Published in Pravda No. 50, May 19 (6), 1917.
That is how history puts the issue—and not history in general, but the economic and political history of the Russia of today.
The Narodniks and Mensheviks, Chernov and Tsereteli, have transferred the Contact Commission from the room adjacent to the one the ministers used to meet in to the ministerial chamber itself. This, and this alone, is the purely political significance of the “new” cabinet.
Its economic and class significance is that, at the best (from the point of view of the stability of the cabinet and the preservation of capitalist domination), the leadership of the peasant bourgeoisie, headed since 1906 by Peshekhonov, and the petty-bourgeois “leaders” of the Menshevist workers have promised the capitalists their class collaboration. (At the worst—for the capitalists—the whole change has a purely personal or clique significance, but no class significance at all.)
Let us assume that the more favourable eventuality is the case. Even so, there is not a shadow of doubt that the promisers will be unable to fulfil their promises. “We shall—in co-operation with the capitalists—help the country out of Its crisis, save it from ruin and get it out of the war”—that is what the action of the petty-bourgeois leaders, the Chernovs and Tseretelis, in joining the cabinet really amounts to. Our answer is: Your help is not enough. The crisis has advanced infinitely farther than you imagine only the revolutionary class, by taking revolutionary measures against capital, can save the country—and not our country alone.
The crisis is so profound, so widespread, of such vast world-wide scope, and so closely bound up with Capital itself, that the class struggle against Capital must inevitably assume the form of political supremacy by the proletariat and semi-proletariat. There is no other way out.
You want to have revolutionary enthusiasm in the army, Citizens Chernov and Tsereteli? But you cannot create it, because the revolutionary enthusiasm of the masses is not begotten by a change of “leaders” in cabinets, by florid declarations, or by promises to take steps to revise the treaty with the British capitalists; it can be aroused only by acts of revolutionary policy patent to all and undertaken daily and everywhere against almighty Capital and against its making profits out of the war, a policy that will make for a radical improvement in the standard of living of the mass of the poor.

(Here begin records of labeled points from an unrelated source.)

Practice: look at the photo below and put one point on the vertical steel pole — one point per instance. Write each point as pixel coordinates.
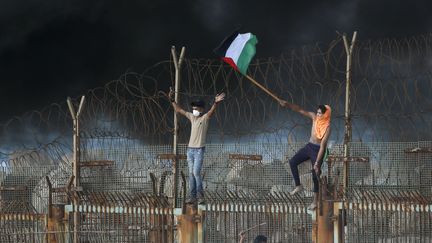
(177, 66)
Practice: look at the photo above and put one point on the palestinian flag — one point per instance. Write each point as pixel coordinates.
(237, 50)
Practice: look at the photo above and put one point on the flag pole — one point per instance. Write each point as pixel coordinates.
(263, 88)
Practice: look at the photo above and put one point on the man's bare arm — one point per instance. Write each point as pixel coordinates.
(297, 108)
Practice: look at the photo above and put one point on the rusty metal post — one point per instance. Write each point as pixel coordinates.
(348, 128)
(190, 225)
(340, 236)
(177, 66)
(322, 221)
(76, 157)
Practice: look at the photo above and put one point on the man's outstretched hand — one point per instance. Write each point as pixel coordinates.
(219, 97)
(283, 103)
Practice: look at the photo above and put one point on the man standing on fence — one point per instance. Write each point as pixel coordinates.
(196, 147)
(314, 150)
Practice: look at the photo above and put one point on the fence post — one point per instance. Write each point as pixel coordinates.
(76, 158)
(177, 66)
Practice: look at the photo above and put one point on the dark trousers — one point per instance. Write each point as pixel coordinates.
(309, 151)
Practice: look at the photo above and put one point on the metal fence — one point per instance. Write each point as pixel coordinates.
(388, 198)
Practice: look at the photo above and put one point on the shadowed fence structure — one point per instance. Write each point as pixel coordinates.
(126, 166)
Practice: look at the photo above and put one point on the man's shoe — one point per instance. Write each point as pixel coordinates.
(201, 200)
(296, 190)
(312, 206)
(191, 200)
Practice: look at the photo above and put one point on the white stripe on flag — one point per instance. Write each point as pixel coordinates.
(237, 46)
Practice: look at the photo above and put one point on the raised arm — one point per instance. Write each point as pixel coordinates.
(297, 108)
(218, 99)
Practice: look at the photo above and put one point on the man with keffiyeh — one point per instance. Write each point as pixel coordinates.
(315, 149)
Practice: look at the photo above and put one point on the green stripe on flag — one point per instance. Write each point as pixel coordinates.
(247, 54)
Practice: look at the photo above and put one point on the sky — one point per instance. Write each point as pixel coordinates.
(52, 49)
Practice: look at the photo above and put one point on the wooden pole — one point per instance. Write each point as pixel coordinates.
(76, 157)
(177, 66)
(347, 137)
(263, 88)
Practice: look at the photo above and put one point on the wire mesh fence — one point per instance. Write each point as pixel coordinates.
(127, 126)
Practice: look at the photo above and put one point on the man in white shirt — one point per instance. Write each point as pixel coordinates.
(196, 147)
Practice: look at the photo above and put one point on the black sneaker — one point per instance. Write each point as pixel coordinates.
(201, 200)
(191, 200)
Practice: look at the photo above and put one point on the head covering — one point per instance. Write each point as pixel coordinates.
(198, 103)
(322, 122)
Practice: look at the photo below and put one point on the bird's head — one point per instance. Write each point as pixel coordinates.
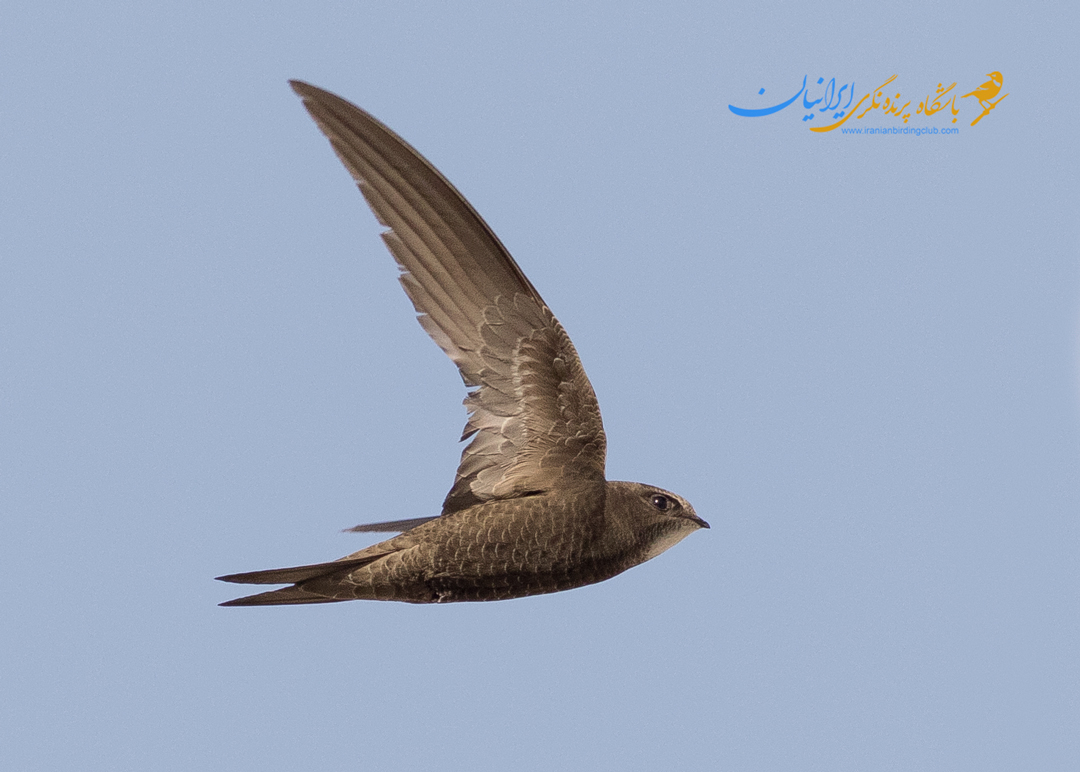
(658, 518)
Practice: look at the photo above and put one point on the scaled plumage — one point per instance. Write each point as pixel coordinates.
(530, 511)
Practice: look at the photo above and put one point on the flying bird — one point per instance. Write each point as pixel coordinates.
(988, 90)
(530, 510)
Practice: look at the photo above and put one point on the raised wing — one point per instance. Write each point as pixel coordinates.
(532, 415)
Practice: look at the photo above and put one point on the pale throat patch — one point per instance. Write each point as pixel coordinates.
(666, 541)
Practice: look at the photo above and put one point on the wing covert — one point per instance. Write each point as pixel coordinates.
(532, 414)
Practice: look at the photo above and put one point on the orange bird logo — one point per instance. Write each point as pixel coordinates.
(985, 94)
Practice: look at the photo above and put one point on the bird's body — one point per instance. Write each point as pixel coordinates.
(530, 510)
(988, 90)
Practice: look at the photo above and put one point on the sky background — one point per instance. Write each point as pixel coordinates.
(856, 356)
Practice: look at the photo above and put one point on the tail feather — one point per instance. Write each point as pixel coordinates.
(285, 596)
(390, 526)
(299, 573)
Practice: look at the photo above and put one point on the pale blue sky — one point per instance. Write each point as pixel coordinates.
(858, 357)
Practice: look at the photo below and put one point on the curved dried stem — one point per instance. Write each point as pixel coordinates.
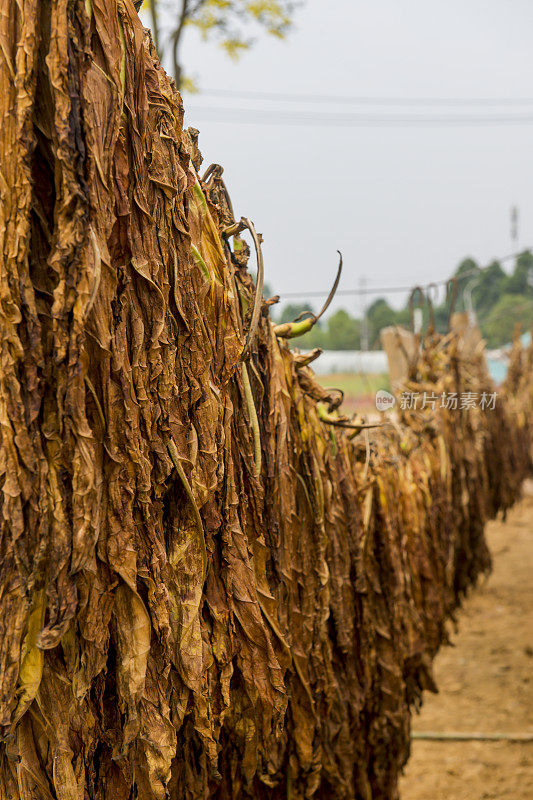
(97, 271)
(304, 359)
(334, 288)
(289, 330)
(174, 455)
(330, 419)
(254, 421)
(250, 336)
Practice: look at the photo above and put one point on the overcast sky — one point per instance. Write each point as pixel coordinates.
(405, 204)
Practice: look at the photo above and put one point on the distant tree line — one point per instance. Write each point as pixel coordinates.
(499, 300)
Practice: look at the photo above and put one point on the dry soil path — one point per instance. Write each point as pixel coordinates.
(485, 682)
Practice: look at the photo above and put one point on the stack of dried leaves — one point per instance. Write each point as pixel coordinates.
(207, 589)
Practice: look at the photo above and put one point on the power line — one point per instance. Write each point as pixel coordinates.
(392, 289)
(367, 100)
(243, 116)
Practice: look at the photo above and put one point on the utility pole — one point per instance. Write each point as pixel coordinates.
(364, 320)
(514, 227)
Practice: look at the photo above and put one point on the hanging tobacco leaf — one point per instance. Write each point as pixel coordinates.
(207, 590)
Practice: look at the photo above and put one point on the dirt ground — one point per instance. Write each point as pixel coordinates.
(485, 682)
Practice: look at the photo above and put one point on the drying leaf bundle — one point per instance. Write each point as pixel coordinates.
(206, 589)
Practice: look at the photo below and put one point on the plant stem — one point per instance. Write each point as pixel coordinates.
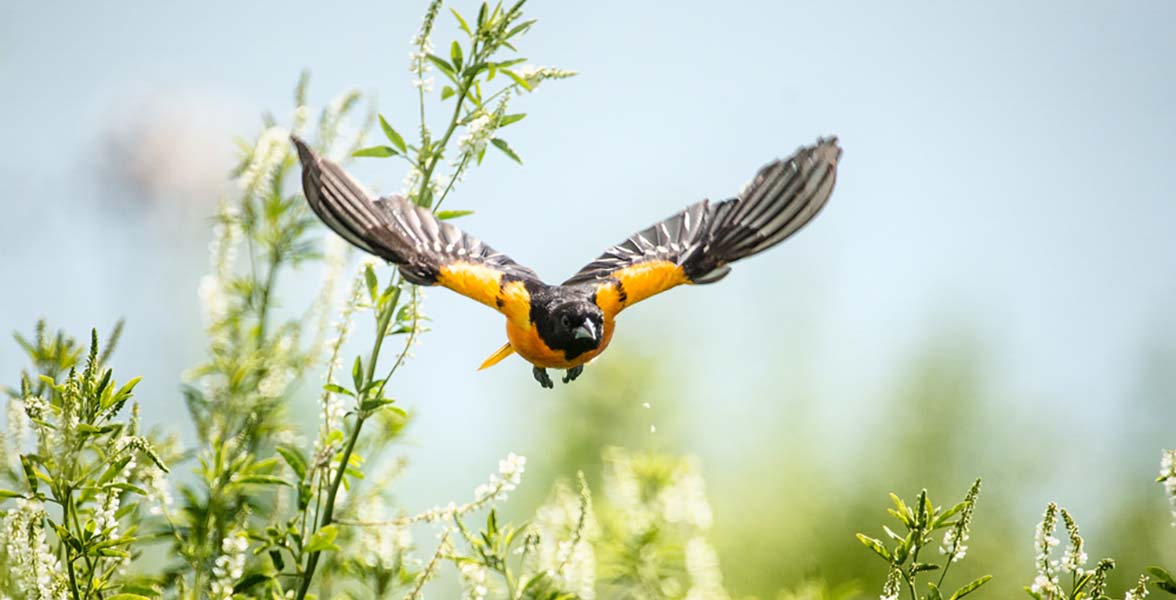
(328, 511)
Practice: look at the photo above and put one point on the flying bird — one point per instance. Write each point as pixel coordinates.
(567, 325)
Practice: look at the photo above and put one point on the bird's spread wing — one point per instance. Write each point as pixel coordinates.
(427, 251)
(696, 245)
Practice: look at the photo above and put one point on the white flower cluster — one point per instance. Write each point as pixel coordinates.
(681, 499)
(560, 551)
(479, 132)
(955, 544)
(381, 546)
(891, 587)
(335, 253)
(1046, 582)
(419, 65)
(267, 155)
(18, 427)
(1074, 559)
(159, 491)
(702, 566)
(33, 566)
(473, 578)
(229, 566)
(1140, 591)
(506, 480)
(275, 381)
(108, 499)
(685, 500)
(535, 75)
(1168, 477)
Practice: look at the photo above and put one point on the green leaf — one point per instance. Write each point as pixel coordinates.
(441, 64)
(947, 514)
(372, 405)
(393, 137)
(507, 119)
(970, 587)
(1163, 579)
(522, 82)
(455, 54)
(269, 480)
(293, 457)
(322, 540)
(935, 592)
(358, 373)
(874, 545)
(379, 152)
(500, 144)
(372, 282)
(249, 580)
(461, 22)
(335, 388)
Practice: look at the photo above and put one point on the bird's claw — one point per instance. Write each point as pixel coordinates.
(573, 373)
(543, 378)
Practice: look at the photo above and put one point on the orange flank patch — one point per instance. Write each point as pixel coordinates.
(499, 354)
(634, 284)
(485, 285)
(526, 341)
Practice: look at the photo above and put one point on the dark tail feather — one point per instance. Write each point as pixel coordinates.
(783, 198)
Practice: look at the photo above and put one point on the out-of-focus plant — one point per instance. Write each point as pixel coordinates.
(1055, 575)
(482, 77)
(86, 485)
(921, 520)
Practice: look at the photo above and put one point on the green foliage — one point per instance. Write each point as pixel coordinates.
(91, 482)
(919, 522)
(266, 510)
(480, 104)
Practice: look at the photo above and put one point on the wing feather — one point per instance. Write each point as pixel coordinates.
(699, 244)
(427, 251)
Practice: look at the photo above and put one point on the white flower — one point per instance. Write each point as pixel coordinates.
(473, 577)
(953, 546)
(478, 133)
(33, 564)
(229, 566)
(535, 75)
(702, 566)
(893, 585)
(1168, 477)
(423, 84)
(274, 382)
(685, 499)
(268, 154)
(159, 492)
(563, 548)
(18, 425)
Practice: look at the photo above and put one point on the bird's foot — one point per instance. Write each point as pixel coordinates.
(573, 373)
(542, 378)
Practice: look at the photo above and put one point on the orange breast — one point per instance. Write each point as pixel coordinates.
(527, 342)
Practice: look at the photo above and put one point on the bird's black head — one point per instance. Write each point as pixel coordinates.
(574, 326)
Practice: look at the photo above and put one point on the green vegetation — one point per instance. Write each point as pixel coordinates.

Even if you were to hand over all the land to the people immediately, this would not end the crisis unless revolutionary measures were taken against Capital.
You want an offensive, Citizens Chernov and Tsereteli? But you cannot rouse the army to an offensive, because you cannot use force against the people today. And unless force is used against them the people would undertake an offensive only in the great interests of the great revolution against Capital in all countries; and not merely a revolution promised and proclaimed, but a revolution actually in process of realisation, a revolution which is being carried out in actual fact, and is tangible to all.
You want to organise supply, Citizens Peshekhonovs and Skobelevs, the supply of goods for the peasants, of bread and meat for the army, of raw material for industry, and so forth? You want control over, and partly even the, organisation of, production?
You cannot do this without the revolutionary enthusiasm of the proletarian and semi-proletarian mass. This enthusiasm can be aroused only by taking revolutionary measures against the privileges and profits of Capital. Failing this, your promised control will remain a dead, capitalist, bureaucratic palliative.
The experiment at class collaboration with Capital is now being made by the Chernovs and Tseretelis, and by certain sections of the petty bourgeoisie, on a new, gigantic, all-Russia scale.
All the more valuable will be its lessons for the people, when the latter become convinced—and that apparently will be soon—of the futility and hopelessness of such collaboration.